Karl Jüttner
Ich kenne ihn als einen jener denkenden, philosophierenden und experimentierenden Künstler, die Kunstwissen, Empfindsamkeit und Sinnlichkeit unentwegt mit Sinn verbinden. Dabei kann er aus einem reichen Fundus an Lebens- und Kunsterfahrung schöpfen. Das machte ihn in den 70-er und 80-er Jahren zu einem Avantgardisten der DDR-Keramik. Er führte sie von der Gefäßkeramik zur freien Objektkeramik und schließlich zur Figurplastik. Dabei interessierte ihn die menschliche Figur sowohl als seelischer Ausdrucksträger als auch als Verkörperung einer Biografie. Er eroberte sich dazu die strenge Formensprache archaischer Terrakotten, die er bald sinnlich, bald würdevoll asketisch oder verletzlich und zerbrechlich zu Stelen und Statuetten aufbaute. Ihn reizte hierbei die faltige, rissige, schrundige Oberflächenstruktur, die Verwundungen und Vernarbungen assoziiert. Die oft überlängten Senkrechachsen und das Fehlen der Arme und Hände betonen Gefährdung, Wehrlosigkeit und Hilflosigkeit. Alles Verbindliche, Dekorative ist getilgt. Mit seinen "Köpfen" schuf er eine Typologie menschlicher Charaktere. Er stellte sie in ihren Verkarstungen und Verkrustungen dar. Wir begegnen Tätern und Opfern, Siegern und Besiegten, Verlarvten und Maskierten.

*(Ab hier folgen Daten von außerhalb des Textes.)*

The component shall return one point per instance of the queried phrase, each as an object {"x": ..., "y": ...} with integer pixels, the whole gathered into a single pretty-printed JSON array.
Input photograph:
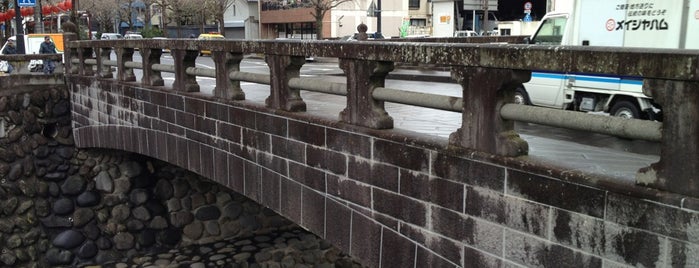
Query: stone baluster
[
  {"x": 70, "y": 53},
  {"x": 186, "y": 59},
  {"x": 485, "y": 90},
  {"x": 85, "y": 53},
  {"x": 362, "y": 78},
  {"x": 679, "y": 151},
  {"x": 103, "y": 70},
  {"x": 282, "y": 69},
  {"x": 226, "y": 63},
  {"x": 150, "y": 57},
  {"x": 125, "y": 54}
]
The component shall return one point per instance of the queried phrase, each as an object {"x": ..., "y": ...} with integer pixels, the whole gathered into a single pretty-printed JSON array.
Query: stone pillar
[
  {"x": 485, "y": 90},
  {"x": 125, "y": 74},
  {"x": 281, "y": 70},
  {"x": 150, "y": 57},
  {"x": 362, "y": 78},
  {"x": 679, "y": 151},
  {"x": 226, "y": 63},
  {"x": 186, "y": 59},
  {"x": 70, "y": 53},
  {"x": 103, "y": 70},
  {"x": 85, "y": 53}
]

Als Zeichner ist Karl Jüttner ebenfalls nah an der menschlichen Figur. Doch hat er auch hier nicht Anatomie oder gar Individualität im Sinn, sondern die Figur als menschliches Charakter- zeichen. Karl Jüttner hat mit seiner Kunst immer wieder Maßstäbe eingebracht. Sein 80. Geburtstag ist uns Anlass zur Rückbesinnung auf einen Lebensweg, dereine lange Spur "gebrannter" Zeugenschaften gesetzt hat.